Selbstverständlich haben Verbesserungen des Leistungsangebots der Verbundunternehmen ebenfalls zum Fahrgastzuwachs beigetragen. Nehmen Sie als Beispiele dafür den "Lückenschluss" des Heidelberger Straßenbahnnetzes im Bereich der Berliner Straße, die Taktverdichtung der HSB-Linie 12 oder die Durchbindung der OEG in die Mannheimer Innenstadt sowie die Einrichtung von zahlreichen Stadtverkehren in Klein- und Mittelstädten.

STADTBLATT: Ältere Menschen, Schüler, Auszubildende, Studenten und Job-Ticket-Inhaber sind für teilweise deutlich unter 500 Mark ein Jahr lang verbundweit mobil. Andere müssen dafür mehr als zwei Tausender hinlegen. Wann kommt die "Umweltkarte für alle"?

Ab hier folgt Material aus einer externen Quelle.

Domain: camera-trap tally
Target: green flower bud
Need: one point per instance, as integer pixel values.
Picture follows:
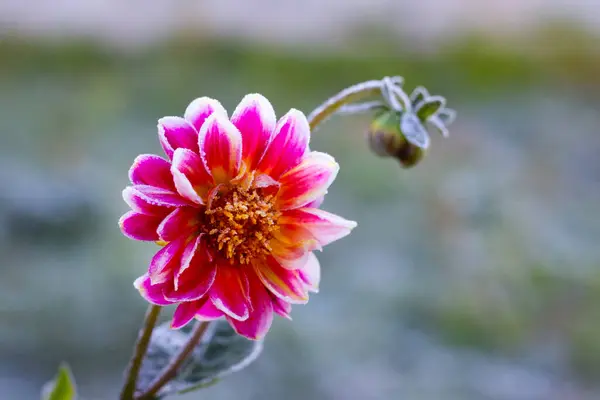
(387, 140)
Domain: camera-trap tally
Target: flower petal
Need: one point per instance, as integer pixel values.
(148, 169)
(282, 282)
(140, 226)
(311, 273)
(152, 200)
(176, 132)
(304, 224)
(261, 317)
(185, 312)
(229, 292)
(190, 176)
(208, 312)
(221, 145)
(180, 222)
(316, 203)
(292, 255)
(166, 261)
(202, 108)
(255, 119)
(288, 146)
(152, 293)
(308, 181)
(281, 307)
(196, 273)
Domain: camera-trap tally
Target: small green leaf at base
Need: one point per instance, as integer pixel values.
(220, 352)
(62, 387)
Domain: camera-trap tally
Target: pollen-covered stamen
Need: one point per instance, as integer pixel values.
(241, 222)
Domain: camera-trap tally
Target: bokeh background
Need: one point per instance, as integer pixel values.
(475, 275)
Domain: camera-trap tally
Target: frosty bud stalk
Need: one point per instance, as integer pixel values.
(386, 139)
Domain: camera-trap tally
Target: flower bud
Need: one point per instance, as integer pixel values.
(387, 140)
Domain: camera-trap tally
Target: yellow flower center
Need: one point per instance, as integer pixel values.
(241, 222)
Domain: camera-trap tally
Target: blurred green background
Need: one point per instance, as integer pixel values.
(475, 275)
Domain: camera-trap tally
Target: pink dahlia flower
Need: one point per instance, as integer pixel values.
(235, 208)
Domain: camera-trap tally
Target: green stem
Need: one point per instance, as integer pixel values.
(141, 346)
(171, 369)
(354, 93)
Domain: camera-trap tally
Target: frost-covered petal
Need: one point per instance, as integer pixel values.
(152, 293)
(181, 222)
(292, 255)
(316, 203)
(152, 200)
(176, 132)
(311, 273)
(283, 283)
(261, 317)
(221, 148)
(185, 312)
(196, 273)
(307, 181)
(202, 108)
(149, 169)
(255, 119)
(281, 307)
(229, 292)
(303, 224)
(288, 146)
(140, 226)
(190, 176)
(166, 261)
(208, 312)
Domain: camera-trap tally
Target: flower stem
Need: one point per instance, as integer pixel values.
(141, 346)
(351, 94)
(171, 369)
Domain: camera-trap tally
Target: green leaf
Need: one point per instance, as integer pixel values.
(418, 95)
(62, 387)
(429, 107)
(220, 352)
(414, 131)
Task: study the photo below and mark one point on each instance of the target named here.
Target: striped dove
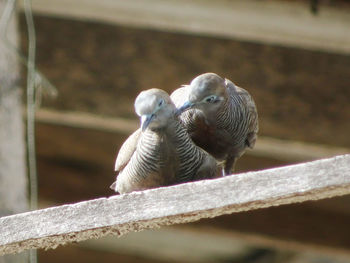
(219, 116)
(160, 153)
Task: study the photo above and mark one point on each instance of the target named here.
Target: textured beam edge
(118, 215)
(282, 150)
(245, 20)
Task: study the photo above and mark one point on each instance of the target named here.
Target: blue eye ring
(210, 99)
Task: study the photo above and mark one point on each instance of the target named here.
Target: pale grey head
(206, 92)
(155, 109)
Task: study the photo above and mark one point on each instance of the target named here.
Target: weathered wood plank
(183, 203)
(246, 20)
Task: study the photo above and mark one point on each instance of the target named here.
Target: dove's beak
(187, 105)
(146, 120)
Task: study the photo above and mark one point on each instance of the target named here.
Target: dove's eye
(210, 99)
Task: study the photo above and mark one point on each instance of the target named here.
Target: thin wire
(41, 83)
(33, 178)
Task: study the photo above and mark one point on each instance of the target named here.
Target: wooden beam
(273, 22)
(183, 203)
(282, 150)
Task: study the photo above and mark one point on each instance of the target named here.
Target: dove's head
(206, 92)
(155, 108)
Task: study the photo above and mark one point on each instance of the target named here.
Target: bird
(160, 152)
(219, 116)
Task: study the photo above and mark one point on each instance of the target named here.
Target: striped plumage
(220, 117)
(161, 152)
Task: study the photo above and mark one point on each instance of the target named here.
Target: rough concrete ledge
(118, 215)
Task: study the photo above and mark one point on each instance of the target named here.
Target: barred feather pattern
(236, 120)
(190, 156)
(146, 159)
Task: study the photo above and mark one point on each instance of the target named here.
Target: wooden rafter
(183, 203)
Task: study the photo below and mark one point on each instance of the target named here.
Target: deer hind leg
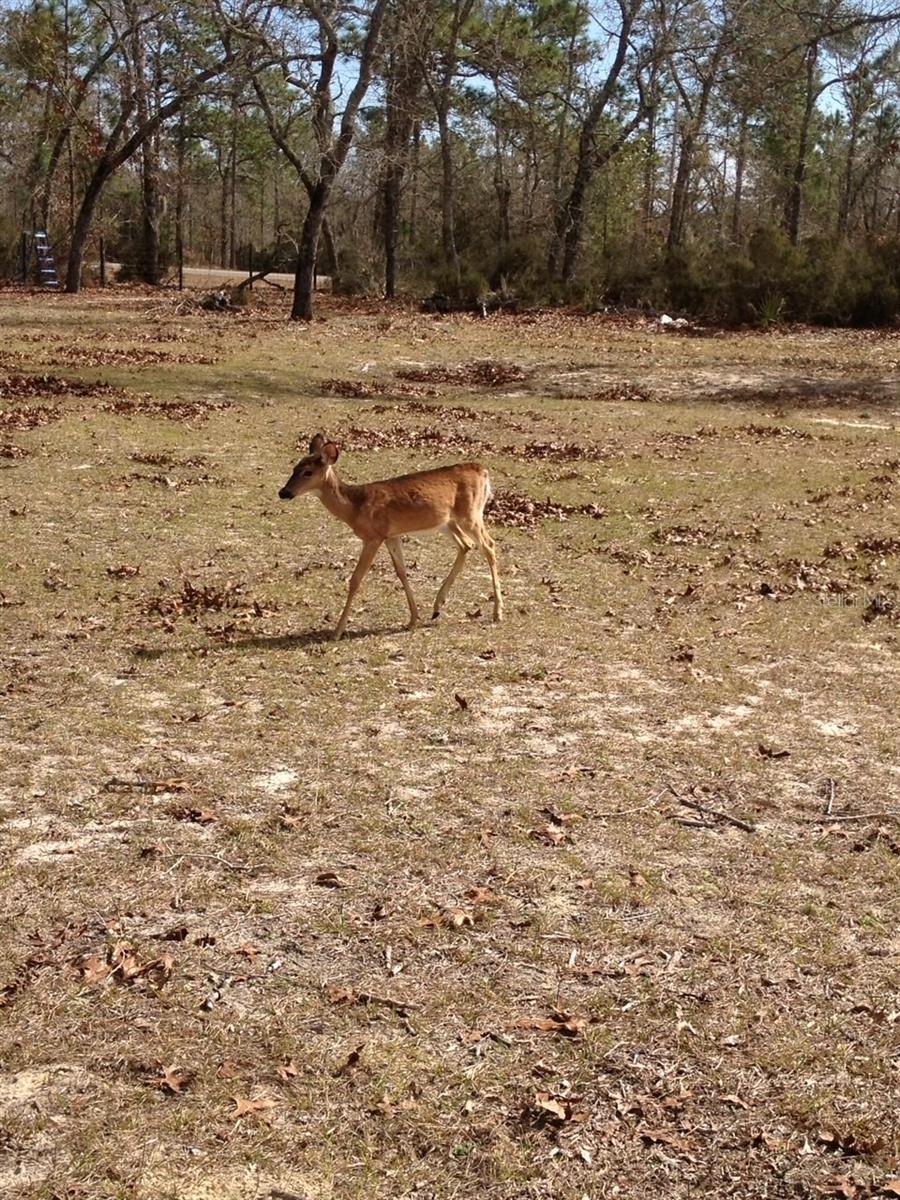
(395, 549)
(490, 552)
(465, 544)
(370, 549)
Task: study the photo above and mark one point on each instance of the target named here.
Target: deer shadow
(311, 637)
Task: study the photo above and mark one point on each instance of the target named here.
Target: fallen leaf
(159, 971)
(94, 969)
(352, 1061)
(665, 1138)
(547, 1103)
(198, 816)
(287, 1069)
(246, 1107)
(550, 835)
(838, 1186)
(558, 1023)
(172, 1080)
(562, 819)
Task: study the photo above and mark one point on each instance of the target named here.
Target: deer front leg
(395, 549)
(370, 549)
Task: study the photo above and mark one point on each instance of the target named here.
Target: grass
(185, 754)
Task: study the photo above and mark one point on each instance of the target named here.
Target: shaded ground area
(601, 901)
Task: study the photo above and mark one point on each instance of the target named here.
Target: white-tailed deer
(448, 498)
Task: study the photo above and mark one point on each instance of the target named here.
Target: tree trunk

Dr. Wagner: Ein "Bürgerti-cket Rhein-Neckar" als preisgünstige Jahreskarte für Jedermann mit Geltung für das gesamte Verbundgebiet ist aus meiner Sicht der notwendige Schlussstein unseres zielgruppenorientierten Tarifangebotes. Ohne sorgfältige Marktuntersuchung und exakte Kalkulation geht da aber gar nichts, und im Augenblick müssen wir erst einmal die Auswirkungen von "MAXX - das Juniorticket" auswerten und verarbeiten. Einen Termin für die Einführung eines Bürger-Tickets kann und will ich nicht nennen. Aber ich möchte die Verwirklichung dieses Ziels gerne noch als Verbundgeschäftsführer mitgestalten.

STADTBLATT: Die R-/S-Bahn soll künftig das Rückgrat des öffentlichen Verkehrs im Rhein-Neckar-Dreieck bilden. Verzögert sich der Start?

Dr. Wagner: Die S-Bahn Rhein-Neckar wird wohl erst zum Jahresfahrplanwechsel 2004 ganz auf den Gleisen sein - nach meinen Vorstellungen mit einem Vorlaufbetrieb, der ein oder zwei Jahre vorher beginnen sollte. Zur Sicherung dieses Ziels sollte noch in diesem Jahr eine Entscheidung über den Betreiber getroffen werden. Ich kann mir, offen gesagt, kaum vorstellen, dass dies bei dem "Mischbetrieb" mit Fernverkehr und Güterverkehr auf denselben Trassen, in dem unsere S-Bahn Rhein-Neckar sich bewegen muss, ohne Mitwirkung der DB Regio AG funktioniert, und ich würde mir sehr wünschen, dass daneben auch die regionale Kompetenz unserer kommunalen Nahverkehrsunternehmen bei der Auswahl des Betreibers zum Tragen kommt.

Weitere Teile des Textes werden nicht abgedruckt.